Как и предчувствовал лорд Марстон, в последующие дни Локита в Булонском лесу им не повстречалась.
Ежедневно посещая то место, где произошла их недавняя встреча, они, убедившись, что она не появится, объезжали все уголки Булонского леса, но все безрезультатно.
В пятницу князь не утерпел и отправился нанести визит.
Пожилая француженка, которая открыла им дверь, при виде двух джентльменов присела в реверансе.
— Дома ли мисс Андерсон? — спросил князь.
— Нет, месье, мисс Андерсон и мисс Локита отправились на прогулку.
— Они в добром здравии?
— Да, месье.
— Прошу вас передать мисс Андерсон, что я с нетерпением жду их появления у себя на вечере. Их платья, как и было условлено, будут доставлены в театр. После спектакля их будет ожидать мой экипаж.
— Я передам им ваши слова, месье, — отвечала горничная.

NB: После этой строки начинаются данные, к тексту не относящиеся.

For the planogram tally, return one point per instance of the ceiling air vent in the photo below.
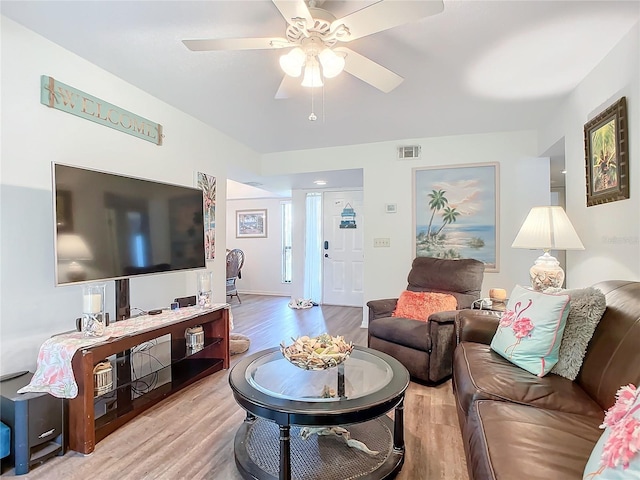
(412, 151)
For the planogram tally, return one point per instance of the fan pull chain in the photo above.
(323, 114)
(313, 116)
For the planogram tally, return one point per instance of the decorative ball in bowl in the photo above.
(317, 353)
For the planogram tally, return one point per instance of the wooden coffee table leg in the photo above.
(398, 426)
(285, 453)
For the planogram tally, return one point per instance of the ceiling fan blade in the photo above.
(287, 87)
(384, 15)
(290, 9)
(369, 71)
(204, 45)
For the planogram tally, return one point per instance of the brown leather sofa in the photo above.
(426, 348)
(516, 425)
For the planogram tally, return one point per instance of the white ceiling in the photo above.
(479, 66)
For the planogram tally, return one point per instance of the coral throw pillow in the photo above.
(420, 305)
(615, 456)
(531, 328)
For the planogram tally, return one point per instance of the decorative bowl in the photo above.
(317, 353)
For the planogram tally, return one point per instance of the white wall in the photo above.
(33, 136)
(524, 182)
(262, 270)
(609, 232)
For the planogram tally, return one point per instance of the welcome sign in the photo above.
(55, 94)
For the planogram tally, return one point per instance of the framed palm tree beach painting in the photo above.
(455, 213)
(606, 151)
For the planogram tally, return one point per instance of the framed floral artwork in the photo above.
(251, 223)
(606, 143)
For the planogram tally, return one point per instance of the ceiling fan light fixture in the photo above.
(292, 62)
(332, 63)
(312, 77)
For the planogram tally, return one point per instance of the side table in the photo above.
(36, 421)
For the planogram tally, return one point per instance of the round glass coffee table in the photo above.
(344, 405)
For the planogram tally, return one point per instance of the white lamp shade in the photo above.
(312, 77)
(547, 228)
(292, 62)
(332, 63)
(73, 247)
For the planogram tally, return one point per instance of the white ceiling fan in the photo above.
(314, 35)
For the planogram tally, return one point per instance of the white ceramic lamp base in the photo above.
(546, 273)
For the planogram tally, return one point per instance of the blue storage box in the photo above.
(5, 440)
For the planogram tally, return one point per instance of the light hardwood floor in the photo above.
(190, 435)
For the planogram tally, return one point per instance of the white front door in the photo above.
(343, 248)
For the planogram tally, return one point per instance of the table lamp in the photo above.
(547, 228)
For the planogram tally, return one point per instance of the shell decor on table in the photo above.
(317, 353)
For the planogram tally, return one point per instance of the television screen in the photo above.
(111, 226)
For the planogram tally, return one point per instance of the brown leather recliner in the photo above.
(426, 348)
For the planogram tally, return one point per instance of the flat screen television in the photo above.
(110, 226)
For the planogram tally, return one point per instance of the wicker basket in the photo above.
(317, 353)
(102, 378)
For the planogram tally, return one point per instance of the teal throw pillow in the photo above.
(530, 329)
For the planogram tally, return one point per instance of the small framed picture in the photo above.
(251, 223)
(607, 155)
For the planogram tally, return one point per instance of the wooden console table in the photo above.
(85, 430)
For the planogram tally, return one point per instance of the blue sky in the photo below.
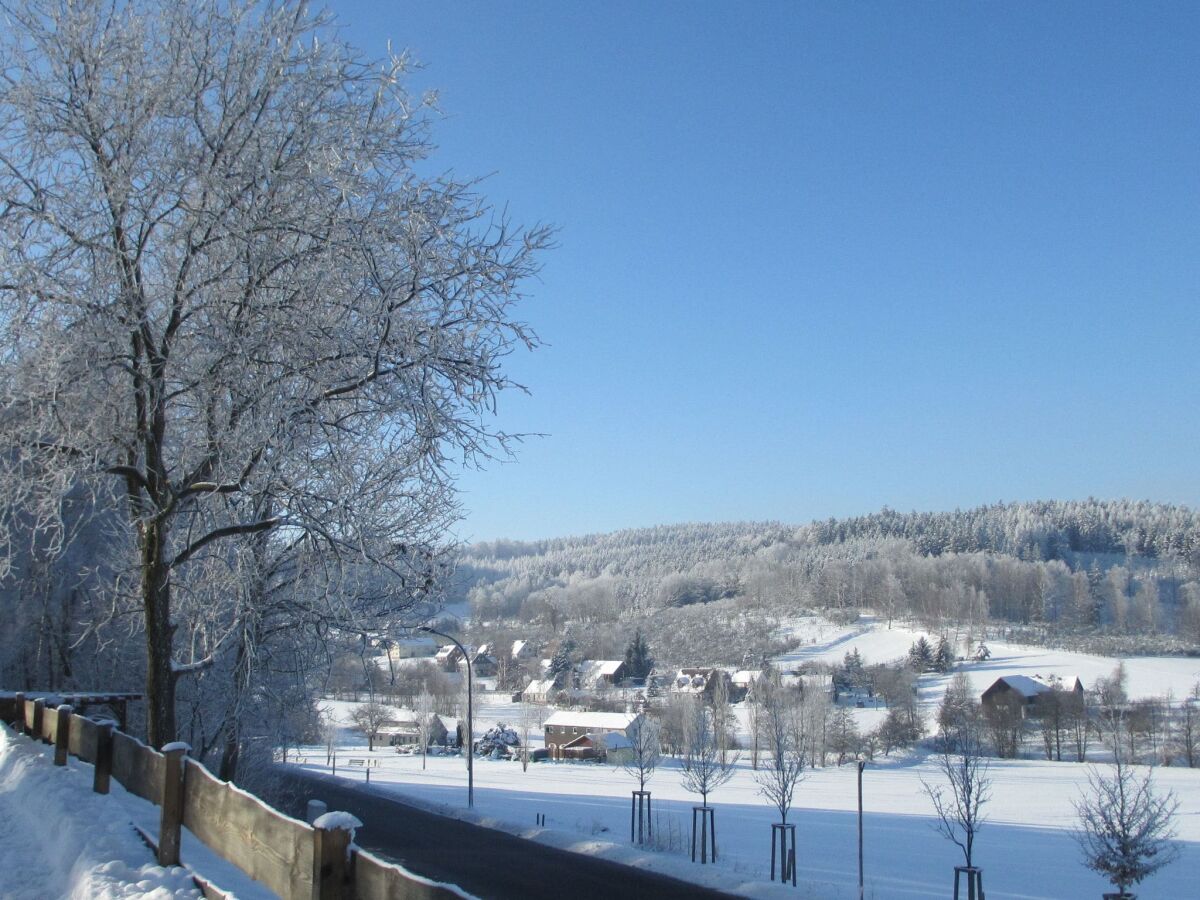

Добавить к сказанному князю было, по-видимому, нечего, но, уже собравшись откланяться, он вдруг передумал:
— Надеюсь, дамы получили цветы, которые я им посылал?
— Каждый день приносили чудесные букеты, месье.
— Они пришлись им по вкусу?
— Мадемуазель Локита обожает цветы, месье. Сегодня появилась ваза с орхидеями, и она была ими очарована.
— Я очень рад, что они ей понравились.
— Ты в своем уме? — проговорил лорд Марстон, когда они отъехали от домика. — Ты же напугаешь «дракона», если вздумаешь искушать их дорогими подарками. Один раз ты уже это попробовал.
— Урок не прошел даром. Орхидеи были всего-навсего в хрустальной вазе с приличной гравировкой. При этом цветы, которые получала мисс Андерсон, не только были ничем не хуже тех, что предназначались Локите, но даже превосходили их.
— Наконец ты начинаешь обнаруживать крупицы здравого смысла, — одобрительно заметил лорд Марстон.
— Те же, что я отправлял для Локиты, содержали небольшое послание, понятное только нам обоим.
Больше он ничего объяснять не стал, а по возвращении домой с головой погрузился в приготовления к вечеру, который, как сдавалось лорду Марстону, должен был отличаться тем безудержным чудачеством, что хорошо запомнилось ему из русской жизни.
Он отдавал себе отчет в том, что, если вечеринка будет задумана и проведена по образцам, виденным им во дворцах петербургской знати, Локиту ждут сильные впечатления.
Одна только окраска этих зданий надолго врезалась ему в память.
Желтый Юсуповский дворец смотрелся в воды Фонтанки, дворец Воронцовых, что возвышался над берегами Невы, был окрашен в малиновый и белый, ярко-синим цветом радовал глаз Таврический дворец. Чаще же преобладали нежно-оранжевые тона.
В годы его пребывания в Петербурге царский Зимний дворец, первоначально окрашенный в фисташково-зеленый цвет, был перекрашен в темно-бордовый.